The case turned on a technicality. The court ruled other family members knew as early as 1990 about the photos and royalty payments. A court declared the son, Claud Johnson, the musician’s sole heir in 1998.
Under Mississippi’s statute of limitation, the state Supreme Court ruled a legal challenge should have been filed no later than 1994. A lawsuit by other family members over the photos was filed in 2000.
The court rejected arguments that the clock started when Claud Johnson was named sole heir.
Robert Johnson — who is said to have sold his soul to the devil for prowess on the guitar and whose songs have influenced a host of famous musicians — was destitute when he died in Mississippi in 1938 at age 27. His estate is valuable, partly because of a collection of his recordings that featured a photo of Johnson on its cover and won a Grammy in 1990.

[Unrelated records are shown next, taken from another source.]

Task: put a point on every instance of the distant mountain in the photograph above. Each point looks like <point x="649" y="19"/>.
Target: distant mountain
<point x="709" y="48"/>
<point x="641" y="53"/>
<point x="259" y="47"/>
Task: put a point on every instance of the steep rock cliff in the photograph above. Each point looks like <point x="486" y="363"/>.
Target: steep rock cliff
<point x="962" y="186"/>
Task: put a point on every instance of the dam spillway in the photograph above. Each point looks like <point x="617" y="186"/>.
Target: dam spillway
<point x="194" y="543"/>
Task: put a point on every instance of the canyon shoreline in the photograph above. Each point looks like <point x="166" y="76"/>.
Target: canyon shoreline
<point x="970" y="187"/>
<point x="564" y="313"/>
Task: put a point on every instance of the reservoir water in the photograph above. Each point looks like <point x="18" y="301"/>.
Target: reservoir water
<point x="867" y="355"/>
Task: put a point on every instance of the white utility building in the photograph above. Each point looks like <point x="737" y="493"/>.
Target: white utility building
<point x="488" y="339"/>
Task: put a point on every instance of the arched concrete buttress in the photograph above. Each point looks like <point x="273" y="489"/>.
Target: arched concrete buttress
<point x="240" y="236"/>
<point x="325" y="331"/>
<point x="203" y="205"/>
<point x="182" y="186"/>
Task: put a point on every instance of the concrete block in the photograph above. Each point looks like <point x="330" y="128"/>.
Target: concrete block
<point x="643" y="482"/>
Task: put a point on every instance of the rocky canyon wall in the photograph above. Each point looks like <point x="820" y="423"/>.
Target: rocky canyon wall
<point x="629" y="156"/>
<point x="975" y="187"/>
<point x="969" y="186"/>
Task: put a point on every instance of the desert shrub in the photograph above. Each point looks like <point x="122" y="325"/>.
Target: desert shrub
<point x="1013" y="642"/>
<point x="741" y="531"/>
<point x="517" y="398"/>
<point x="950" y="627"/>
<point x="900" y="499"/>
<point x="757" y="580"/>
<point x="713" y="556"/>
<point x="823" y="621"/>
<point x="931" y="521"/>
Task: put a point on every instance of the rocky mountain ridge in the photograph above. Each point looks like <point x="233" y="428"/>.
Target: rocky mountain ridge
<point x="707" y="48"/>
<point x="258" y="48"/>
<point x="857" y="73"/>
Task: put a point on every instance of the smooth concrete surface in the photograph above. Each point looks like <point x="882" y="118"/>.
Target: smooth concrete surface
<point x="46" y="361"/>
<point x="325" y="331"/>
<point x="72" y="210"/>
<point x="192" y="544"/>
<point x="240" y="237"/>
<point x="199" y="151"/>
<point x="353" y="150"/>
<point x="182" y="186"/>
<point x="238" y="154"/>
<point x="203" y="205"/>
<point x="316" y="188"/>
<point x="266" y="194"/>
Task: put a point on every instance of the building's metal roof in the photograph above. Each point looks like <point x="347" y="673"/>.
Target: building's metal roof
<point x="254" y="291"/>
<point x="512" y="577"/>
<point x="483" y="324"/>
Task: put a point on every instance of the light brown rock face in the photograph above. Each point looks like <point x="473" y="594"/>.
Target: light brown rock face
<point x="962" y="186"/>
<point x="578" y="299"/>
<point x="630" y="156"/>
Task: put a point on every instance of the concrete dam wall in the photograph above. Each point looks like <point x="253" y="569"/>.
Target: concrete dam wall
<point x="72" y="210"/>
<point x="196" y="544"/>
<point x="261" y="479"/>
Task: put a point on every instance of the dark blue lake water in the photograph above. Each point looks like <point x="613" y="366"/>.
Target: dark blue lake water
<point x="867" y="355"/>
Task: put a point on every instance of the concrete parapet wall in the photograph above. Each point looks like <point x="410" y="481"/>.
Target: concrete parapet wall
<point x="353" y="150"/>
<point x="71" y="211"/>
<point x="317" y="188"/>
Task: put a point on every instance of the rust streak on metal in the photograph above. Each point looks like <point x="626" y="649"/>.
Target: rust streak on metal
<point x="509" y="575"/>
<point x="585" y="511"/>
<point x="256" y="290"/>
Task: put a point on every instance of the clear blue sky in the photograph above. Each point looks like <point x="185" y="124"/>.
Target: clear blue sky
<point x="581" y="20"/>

One of the photos is a studio portrait taken of the Mississippi bluesman by Hooks Brothers Studios in Memphis, Tenn. The other photo, known as “the dime store portrait” or “the photo booth self-portrait,” was taken by Robert Johnson himself.

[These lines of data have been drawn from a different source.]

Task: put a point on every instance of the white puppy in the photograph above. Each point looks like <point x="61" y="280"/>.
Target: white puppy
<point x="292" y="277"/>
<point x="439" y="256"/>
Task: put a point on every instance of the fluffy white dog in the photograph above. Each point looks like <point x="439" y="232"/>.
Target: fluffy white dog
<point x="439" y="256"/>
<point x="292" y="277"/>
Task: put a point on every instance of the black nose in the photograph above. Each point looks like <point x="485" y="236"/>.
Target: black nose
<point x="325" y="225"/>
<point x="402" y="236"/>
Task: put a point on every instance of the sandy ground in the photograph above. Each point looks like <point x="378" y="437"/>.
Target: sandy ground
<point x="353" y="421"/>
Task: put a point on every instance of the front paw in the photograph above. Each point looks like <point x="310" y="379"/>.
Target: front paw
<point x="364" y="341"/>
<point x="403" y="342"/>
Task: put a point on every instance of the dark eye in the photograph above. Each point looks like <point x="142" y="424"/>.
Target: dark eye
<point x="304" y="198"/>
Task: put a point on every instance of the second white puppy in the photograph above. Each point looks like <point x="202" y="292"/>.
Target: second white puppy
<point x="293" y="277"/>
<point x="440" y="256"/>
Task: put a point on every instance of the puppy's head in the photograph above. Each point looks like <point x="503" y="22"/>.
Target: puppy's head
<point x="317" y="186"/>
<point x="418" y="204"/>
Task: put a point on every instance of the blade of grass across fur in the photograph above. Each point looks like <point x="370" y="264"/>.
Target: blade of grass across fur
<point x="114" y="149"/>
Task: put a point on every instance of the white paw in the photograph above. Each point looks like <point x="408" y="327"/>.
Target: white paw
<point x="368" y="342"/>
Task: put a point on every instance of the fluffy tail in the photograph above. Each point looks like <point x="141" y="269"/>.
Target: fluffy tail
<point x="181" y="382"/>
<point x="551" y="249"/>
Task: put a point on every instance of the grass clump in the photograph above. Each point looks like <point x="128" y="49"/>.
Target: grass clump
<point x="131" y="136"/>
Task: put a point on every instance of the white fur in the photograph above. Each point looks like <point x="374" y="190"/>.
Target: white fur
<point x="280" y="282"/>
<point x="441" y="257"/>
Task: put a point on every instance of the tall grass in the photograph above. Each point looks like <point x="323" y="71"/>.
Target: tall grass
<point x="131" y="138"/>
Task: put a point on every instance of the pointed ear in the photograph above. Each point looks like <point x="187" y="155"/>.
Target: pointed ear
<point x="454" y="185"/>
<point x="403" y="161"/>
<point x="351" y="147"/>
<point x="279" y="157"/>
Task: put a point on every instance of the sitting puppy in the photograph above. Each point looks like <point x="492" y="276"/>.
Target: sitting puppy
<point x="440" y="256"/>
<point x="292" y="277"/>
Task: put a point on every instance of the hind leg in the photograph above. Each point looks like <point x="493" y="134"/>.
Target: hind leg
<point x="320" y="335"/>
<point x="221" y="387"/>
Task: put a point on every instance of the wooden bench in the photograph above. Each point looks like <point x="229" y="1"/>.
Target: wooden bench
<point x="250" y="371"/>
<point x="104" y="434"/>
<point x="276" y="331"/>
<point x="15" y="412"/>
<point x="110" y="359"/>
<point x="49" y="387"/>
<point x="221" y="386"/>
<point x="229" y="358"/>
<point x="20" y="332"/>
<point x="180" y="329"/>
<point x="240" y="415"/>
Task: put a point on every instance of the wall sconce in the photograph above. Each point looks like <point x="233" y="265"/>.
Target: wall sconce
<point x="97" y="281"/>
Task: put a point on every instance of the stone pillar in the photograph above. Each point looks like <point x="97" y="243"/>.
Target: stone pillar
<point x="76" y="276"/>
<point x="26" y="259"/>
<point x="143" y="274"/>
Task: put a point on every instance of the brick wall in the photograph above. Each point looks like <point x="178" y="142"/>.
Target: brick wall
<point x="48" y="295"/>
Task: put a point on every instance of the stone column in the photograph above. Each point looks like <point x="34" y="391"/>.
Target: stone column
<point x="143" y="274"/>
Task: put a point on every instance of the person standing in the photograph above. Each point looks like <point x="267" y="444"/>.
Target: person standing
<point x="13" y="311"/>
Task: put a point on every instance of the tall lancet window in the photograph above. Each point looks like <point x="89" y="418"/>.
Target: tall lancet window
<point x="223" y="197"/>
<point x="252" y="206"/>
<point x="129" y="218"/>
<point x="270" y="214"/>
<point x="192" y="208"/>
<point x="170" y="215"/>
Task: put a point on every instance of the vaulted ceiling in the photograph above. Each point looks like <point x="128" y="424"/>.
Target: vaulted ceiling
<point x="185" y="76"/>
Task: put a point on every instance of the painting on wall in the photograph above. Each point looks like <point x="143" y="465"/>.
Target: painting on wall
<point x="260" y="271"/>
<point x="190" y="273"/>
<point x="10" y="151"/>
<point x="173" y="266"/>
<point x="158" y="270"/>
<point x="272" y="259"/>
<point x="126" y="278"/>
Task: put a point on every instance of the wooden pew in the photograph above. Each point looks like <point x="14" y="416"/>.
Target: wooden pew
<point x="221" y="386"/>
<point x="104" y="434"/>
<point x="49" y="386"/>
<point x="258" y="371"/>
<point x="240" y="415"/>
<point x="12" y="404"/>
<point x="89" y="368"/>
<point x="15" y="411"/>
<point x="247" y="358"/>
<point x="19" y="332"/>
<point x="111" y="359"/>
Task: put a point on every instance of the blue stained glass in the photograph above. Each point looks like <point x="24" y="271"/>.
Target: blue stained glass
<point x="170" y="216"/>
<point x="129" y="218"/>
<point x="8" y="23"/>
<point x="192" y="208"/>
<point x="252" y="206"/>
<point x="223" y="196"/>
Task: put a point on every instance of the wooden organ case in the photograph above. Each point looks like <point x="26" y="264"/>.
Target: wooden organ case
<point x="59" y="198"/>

On one side of the dispute were descendants of Johnson’s late half-sister, Carrie Harris Thompson. While they didn’t dispute that the copyrights to Johnson’s musical compositions belong to Claud Johnson, they argued that, as the heirs of Thompson, they were entitled to the fees generated from the Johnson photographs because they were Thompson’s personal property.

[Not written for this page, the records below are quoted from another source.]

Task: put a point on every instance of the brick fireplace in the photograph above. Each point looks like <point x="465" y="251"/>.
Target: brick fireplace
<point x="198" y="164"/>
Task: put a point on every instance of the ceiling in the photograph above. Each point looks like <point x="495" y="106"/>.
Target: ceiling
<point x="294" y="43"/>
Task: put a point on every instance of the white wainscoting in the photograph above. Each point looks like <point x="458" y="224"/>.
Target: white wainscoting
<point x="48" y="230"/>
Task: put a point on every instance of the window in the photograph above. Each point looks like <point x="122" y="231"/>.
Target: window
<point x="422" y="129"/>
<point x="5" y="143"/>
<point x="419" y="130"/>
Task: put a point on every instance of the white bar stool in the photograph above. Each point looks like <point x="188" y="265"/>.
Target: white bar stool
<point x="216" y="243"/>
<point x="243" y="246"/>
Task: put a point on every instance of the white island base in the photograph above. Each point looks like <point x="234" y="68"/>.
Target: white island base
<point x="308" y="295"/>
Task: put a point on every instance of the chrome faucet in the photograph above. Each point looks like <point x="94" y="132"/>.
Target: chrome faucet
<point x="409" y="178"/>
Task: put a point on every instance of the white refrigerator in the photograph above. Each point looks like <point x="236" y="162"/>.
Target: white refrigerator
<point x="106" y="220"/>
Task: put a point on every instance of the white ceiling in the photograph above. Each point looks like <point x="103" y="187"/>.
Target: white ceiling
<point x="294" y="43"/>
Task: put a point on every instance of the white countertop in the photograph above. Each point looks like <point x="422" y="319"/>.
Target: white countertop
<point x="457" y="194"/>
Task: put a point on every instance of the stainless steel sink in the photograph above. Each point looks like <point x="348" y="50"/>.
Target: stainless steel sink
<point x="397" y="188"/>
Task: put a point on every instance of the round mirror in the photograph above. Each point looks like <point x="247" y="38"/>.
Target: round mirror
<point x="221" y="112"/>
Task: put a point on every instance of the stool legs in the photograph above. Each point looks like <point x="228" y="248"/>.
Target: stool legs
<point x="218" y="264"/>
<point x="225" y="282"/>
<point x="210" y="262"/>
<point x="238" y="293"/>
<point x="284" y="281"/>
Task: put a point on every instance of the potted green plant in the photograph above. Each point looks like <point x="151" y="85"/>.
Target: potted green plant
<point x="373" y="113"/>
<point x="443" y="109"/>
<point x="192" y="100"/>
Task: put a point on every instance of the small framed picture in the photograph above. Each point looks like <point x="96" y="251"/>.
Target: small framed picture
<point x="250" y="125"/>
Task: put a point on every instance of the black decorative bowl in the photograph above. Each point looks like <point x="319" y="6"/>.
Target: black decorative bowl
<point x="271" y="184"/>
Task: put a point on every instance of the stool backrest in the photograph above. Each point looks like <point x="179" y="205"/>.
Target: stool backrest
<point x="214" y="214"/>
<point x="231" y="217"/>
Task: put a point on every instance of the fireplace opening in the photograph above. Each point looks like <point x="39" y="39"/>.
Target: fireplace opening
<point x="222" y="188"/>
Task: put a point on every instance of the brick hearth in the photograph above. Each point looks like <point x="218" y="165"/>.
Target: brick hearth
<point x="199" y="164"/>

On Claud Johnson’s side were also record company representatives and a promoter who had signed a contract with Thompson in 1974 for her rights to Johnson’s work, photographs and other related material. In return, Thompson was to receive royalties that resulted from the promoter’s efforts.
The promoter later signed a deal with CBS Records to release a collection of Robert Johnson’s 29 recorded songs. CBS, later acquired by Sony, released a boxed set of Johnson’s recordings that sold more than a million copies and won the 1990 Grammy for Best Historical Album.
Thompson died in 1983, but her heirs argued they were entitled to royalties.
Claud Johnson, whose parents were not married, found out about his father’s estate in the early 1990s and was later named his father’s sole heir.
Leflore County Circuit Judge Ashley Hines ruled in 2001 that when Claud Johnson was declared the musician’s sole heir, the royalties specified in the 1974 contract were to go to him.
The Supreme Court found in 2004 that the question of whether the photos were the personal property of Carrie Thompson was never litigated. It directed Hines to rule on the issue.
Hines, without a trial, found in 2012 that the statute of limitations had run out on the legal challenge by Thompson’s heirs and the photos were Claud Johnson’s.
Supreme Court Presiding Justice Jess Dickinson, writing in Thursday’s decision, rejected arguments Thompson’s heirs that they didn’t sue because they thought they were the only heirs to the Johnson estate.